1. Individuals with elevated fat attenuation index scores without obstructive coronary artery disease had significantly increased rates of major adverse cardiac events.

2. Fat attenuation index score and AI-Risk classification showed an additive risk for cardiac mortality based on the number of involved coronary vessels.

Evidence Rating Level: 2 (Good)

Study Rundown:

Coronary computed tomography angiography (CCTA) is commonly used to assess chest pain, resulting in many patients without obstructive coronary artery disease (CAD) whose prognosis remains unclear. Measuring coronary inflammation with the fat attenuation index (FAI) score from CCTA could help predict cardiovascular risk for patients without obstructive CAD. This randomized controlled trial assessed risk profiles and event rates in UK CCTA patients, testing if coronary inflammation drives major adverse cardiac events (MACE) and validating an artificial intelligence (AI)-Risk algorithm. The primary outcome of this study was rate of MACEs while a key secondary outcome was the accuracy of the AI-Risk prediction algorithm. According to study results, patients without obstructive CAD still had a significant risk for cardiac events. Although this study was well done, it was limited by data from only eight hospitals, which may affect the generalizability of findings.

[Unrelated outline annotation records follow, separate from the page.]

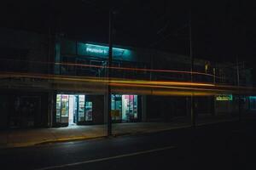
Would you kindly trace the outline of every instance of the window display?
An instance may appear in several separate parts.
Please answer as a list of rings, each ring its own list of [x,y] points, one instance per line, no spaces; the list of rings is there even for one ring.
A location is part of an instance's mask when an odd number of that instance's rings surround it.
[[[84,95],[79,95],[79,122],[84,121]]]
[[[112,120],[134,122],[137,119],[137,95],[112,95]]]
[[[92,121],[92,102],[85,102],[85,121]]]
[[[61,122],[61,95],[57,94],[56,96],[56,122]]]

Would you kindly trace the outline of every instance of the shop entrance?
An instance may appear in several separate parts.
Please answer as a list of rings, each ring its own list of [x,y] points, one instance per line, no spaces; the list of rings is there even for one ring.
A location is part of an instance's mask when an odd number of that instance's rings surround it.
[[[73,126],[92,121],[92,102],[83,94],[56,95],[56,123]]]
[[[113,121],[137,122],[137,95],[112,95]]]

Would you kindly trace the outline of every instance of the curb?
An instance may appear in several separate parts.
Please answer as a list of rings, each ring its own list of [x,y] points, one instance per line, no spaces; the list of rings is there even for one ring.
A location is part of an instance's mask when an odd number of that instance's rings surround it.
[[[236,120],[227,120],[227,121],[218,121],[216,122],[206,122],[206,123],[199,123],[196,125],[198,128],[201,128],[207,125],[212,125],[212,124],[218,124],[218,123],[224,123],[224,122],[236,122]],[[112,136],[108,137],[106,135],[103,136],[93,136],[93,137],[86,137],[86,136],[79,136],[79,137],[73,137],[73,138],[61,138],[61,139],[48,139],[44,141],[40,142],[27,142],[27,143],[22,143],[22,144],[3,144],[0,145],[0,149],[10,149],[10,148],[22,148],[22,147],[29,147],[29,146],[38,146],[38,145],[44,145],[44,144],[55,144],[55,143],[62,143],[62,142],[72,142],[72,141],[82,141],[82,140],[93,140],[93,139],[103,139],[107,138],[117,138],[120,136],[130,136],[130,135],[141,135],[141,134],[148,134],[148,133],[154,133],[158,132],[167,132],[172,130],[177,130],[177,129],[185,129],[185,128],[191,128],[190,125],[183,125],[179,127],[172,127],[172,128],[167,128],[164,129],[158,129],[158,130],[142,130],[142,131],[137,131],[137,132],[130,132],[130,133],[114,133],[112,134]]]

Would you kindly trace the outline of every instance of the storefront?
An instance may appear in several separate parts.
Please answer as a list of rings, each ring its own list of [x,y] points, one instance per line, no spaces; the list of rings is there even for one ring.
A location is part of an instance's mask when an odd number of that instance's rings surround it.
[[[113,94],[112,120],[113,122],[138,122],[137,95]],[[56,94],[56,126],[104,123],[104,98],[102,95]]]
[[[55,121],[62,125],[92,122],[92,102],[84,94],[57,94]]]
[[[113,122],[138,121],[138,96],[128,94],[112,95],[112,120]]]

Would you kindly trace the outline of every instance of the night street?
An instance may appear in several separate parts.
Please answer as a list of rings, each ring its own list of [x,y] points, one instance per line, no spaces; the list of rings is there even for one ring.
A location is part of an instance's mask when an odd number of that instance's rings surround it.
[[[1,1],[0,170],[256,169],[255,4]]]
[[[137,136],[6,149],[5,169],[252,169],[255,125],[226,123]]]

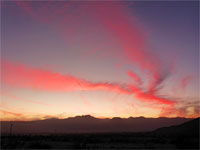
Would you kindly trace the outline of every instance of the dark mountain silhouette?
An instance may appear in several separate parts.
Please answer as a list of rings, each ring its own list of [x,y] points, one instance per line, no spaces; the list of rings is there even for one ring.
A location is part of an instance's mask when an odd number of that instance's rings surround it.
[[[159,135],[199,136],[199,121],[200,118],[196,118],[180,125],[159,128],[154,132]]]
[[[66,119],[46,119],[36,121],[2,121],[1,133],[80,133],[80,132],[145,132],[160,127],[177,125],[189,121],[187,118],[112,118],[98,119],[90,115]]]

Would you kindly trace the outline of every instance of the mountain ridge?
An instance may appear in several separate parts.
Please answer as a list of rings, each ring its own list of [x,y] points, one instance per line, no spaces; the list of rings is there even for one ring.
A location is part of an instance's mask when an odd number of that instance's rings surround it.
[[[9,133],[13,124],[13,133],[69,133],[69,132],[146,132],[161,127],[184,123],[191,118],[95,118],[91,115],[69,117],[65,119],[48,118],[34,121],[1,121],[1,133]]]

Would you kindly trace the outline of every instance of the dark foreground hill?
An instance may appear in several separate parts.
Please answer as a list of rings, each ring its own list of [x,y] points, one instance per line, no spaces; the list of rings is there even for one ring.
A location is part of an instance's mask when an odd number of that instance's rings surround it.
[[[199,149],[198,125],[199,118],[180,125],[160,128],[152,132],[2,135],[1,149],[191,150]]]
[[[153,131],[160,127],[177,125],[189,121],[186,118],[112,118],[98,119],[90,115],[77,116],[67,119],[46,119],[37,121],[1,122],[1,133],[83,133],[83,132],[144,132]]]
[[[200,118],[196,118],[180,125],[159,128],[154,132],[159,135],[170,136],[199,136],[199,121]]]

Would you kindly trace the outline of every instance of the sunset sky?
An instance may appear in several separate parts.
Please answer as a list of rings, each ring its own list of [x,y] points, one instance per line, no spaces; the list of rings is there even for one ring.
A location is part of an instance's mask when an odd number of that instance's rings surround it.
[[[1,120],[200,116],[198,6],[1,2]]]

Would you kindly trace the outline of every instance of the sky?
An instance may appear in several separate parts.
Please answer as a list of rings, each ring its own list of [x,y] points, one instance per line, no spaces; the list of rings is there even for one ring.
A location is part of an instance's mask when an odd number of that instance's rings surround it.
[[[200,116],[198,3],[1,2],[1,120]]]

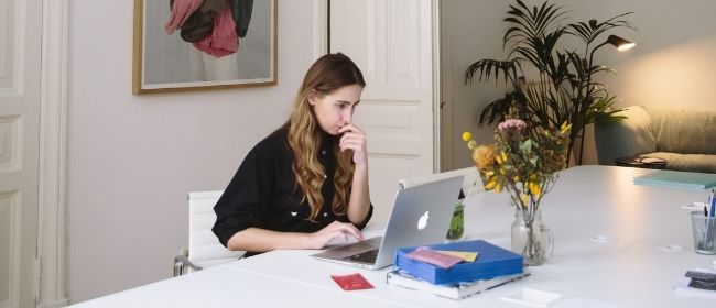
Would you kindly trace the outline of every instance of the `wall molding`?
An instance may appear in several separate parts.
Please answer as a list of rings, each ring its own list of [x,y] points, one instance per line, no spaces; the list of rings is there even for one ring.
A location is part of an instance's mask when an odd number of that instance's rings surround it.
[[[68,1],[42,0],[36,307],[67,305],[66,128]]]
[[[313,0],[313,58],[328,52],[328,1]]]

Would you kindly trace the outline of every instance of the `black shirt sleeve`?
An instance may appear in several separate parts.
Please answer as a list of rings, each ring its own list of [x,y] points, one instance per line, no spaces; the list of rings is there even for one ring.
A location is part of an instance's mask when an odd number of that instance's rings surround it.
[[[211,231],[221,244],[227,246],[234,234],[252,227],[308,233],[336,220],[350,222],[347,215],[336,215],[329,207],[324,208],[315,219],[310,219],[311,208],[295,182],[292,153],[285,130],[275,131],[249,152],[214,207],[216,222]],[[335,195],[335,156],[329,146],[319,153],[318,158],[326,167],[322,195],[324,202],[330,205]],[[372,211],[370,205],[366,219],[354,224],[358,229],[366,227]]]
[[[239,231],[262,228],[268,196],[275,186],[275,154],[271,144],[259,143],[246,156],[229,186],[214,207],[216,223],[211,229],[225,246]]]

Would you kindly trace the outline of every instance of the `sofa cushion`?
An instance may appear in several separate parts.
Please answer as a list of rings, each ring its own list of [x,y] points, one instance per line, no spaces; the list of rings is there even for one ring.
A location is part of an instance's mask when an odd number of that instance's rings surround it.
[[[654,152],[640,156],[665,160],[666,169],[716,174],[716,155]]]
[[[626,119],[598,123],[595,127],[595,143],[599,164],[614,165],[615,160],[657,152],[657,141],[651,131],[649,113],[632,106],[617,113]]]
[[[716,112],[653,106],[643,109],[651,117],[654,152],[716,154]]]

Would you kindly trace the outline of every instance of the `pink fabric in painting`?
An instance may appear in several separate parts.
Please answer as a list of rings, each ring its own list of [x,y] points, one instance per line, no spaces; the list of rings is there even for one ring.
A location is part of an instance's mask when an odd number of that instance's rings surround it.
[[[226,1],[225,10],[214,19],[214,31],[200,41],[194,42],[194,47],[223,57],[236,53],[239,48],[239,36],[236,34],[236,23],[231,18],[231,6]]]

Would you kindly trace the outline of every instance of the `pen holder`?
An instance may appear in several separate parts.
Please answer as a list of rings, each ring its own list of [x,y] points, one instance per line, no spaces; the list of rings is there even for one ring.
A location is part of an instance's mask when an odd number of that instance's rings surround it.
[[[691,228],[694,232],[694,250],[701,254],[716,254],[716,217],[704,216],[702,211],[691,212]]]

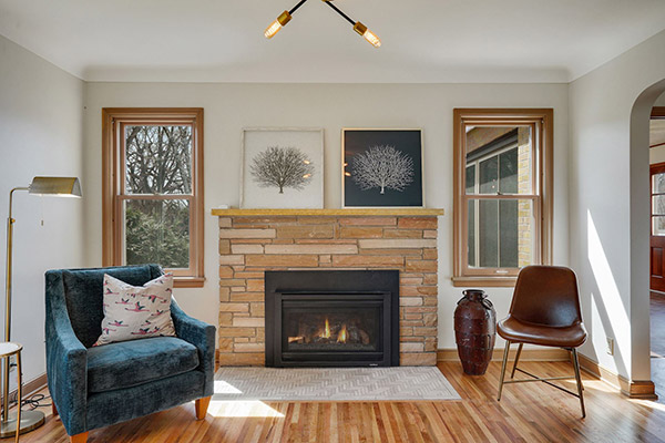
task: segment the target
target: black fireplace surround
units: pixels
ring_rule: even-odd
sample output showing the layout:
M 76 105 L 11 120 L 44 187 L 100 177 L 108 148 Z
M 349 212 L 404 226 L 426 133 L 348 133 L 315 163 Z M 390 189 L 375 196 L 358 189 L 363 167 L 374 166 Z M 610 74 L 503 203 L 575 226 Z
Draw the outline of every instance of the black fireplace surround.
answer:
M 266 367 L 399 365 L 398 270 L 265 272 Z

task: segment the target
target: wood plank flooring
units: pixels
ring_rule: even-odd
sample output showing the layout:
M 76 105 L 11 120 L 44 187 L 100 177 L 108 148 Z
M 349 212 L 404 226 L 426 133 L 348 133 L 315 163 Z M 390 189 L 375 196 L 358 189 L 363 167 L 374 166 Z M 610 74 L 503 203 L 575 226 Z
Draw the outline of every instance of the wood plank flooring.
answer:
M 525 362 L 549 377 L 572 373 L 565 362 Z M 457 362 L 439 368 L 462 396 L 442 402 L 211 402 L 204 421 L 194 402 L 90 432 L 90 443 L 205 442 L 665 442 L 665 403 L 628 400 L 584 377 L 586 419 L 577 399 L 543 383 L 509 384 L 497 402 L 500 363 L 483 377 Z M 518 375 L 515 375 L 518 377 Z M 564 382 L 569 388 L 574 381 Z M 23 443 L 65 443 L 50 408 L 44 426 Z

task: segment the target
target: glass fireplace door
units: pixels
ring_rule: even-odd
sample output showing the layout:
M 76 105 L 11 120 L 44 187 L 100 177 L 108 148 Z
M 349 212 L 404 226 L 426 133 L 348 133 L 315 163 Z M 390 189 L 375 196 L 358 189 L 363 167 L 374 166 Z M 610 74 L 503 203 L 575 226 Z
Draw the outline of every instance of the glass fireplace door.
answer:
M 388 339 L 385 303 L 382 295 L 282 295 L 282 359 L 378 365 Z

In-depth [prospective cohort]:

48 466 patients were assessed for eligibility across 8 UK hospitals. Included were patients undergoing CCTA with or without CAD. Altogether, 43 484 patients (40 091 in cohort A – understanding the risk profile of people undergoing CCTA – and 3 393 in cohort B – validating FAI score, AI-Risk, and the AI-Risk classification) were included in the final analysis. In cohort A, patients without obstructive CAD (32 533 of 40 091, 81.1%) accounted for most of the total MACE (2857 of 4307, 66.3%) and cardiac deaths (1118 of 1754, 63.7%). Increased FAI score was associated with increased cardiac mortality (hazard ratio [HR] 29.8, p<0.001) or MACE (HR 12.6, p<0.001), as was AI-Risk classification score (HR 6.75, p<0.001 for cardiac mortality and HR 4.68, p<0.001 for MACE). Findings from this study suggest that the FAI Score and AI-Risk algorithm provide valuable prognostic information beyond traditional risk factors and CCTA interpretation, particularly for patients without obstructive CAD.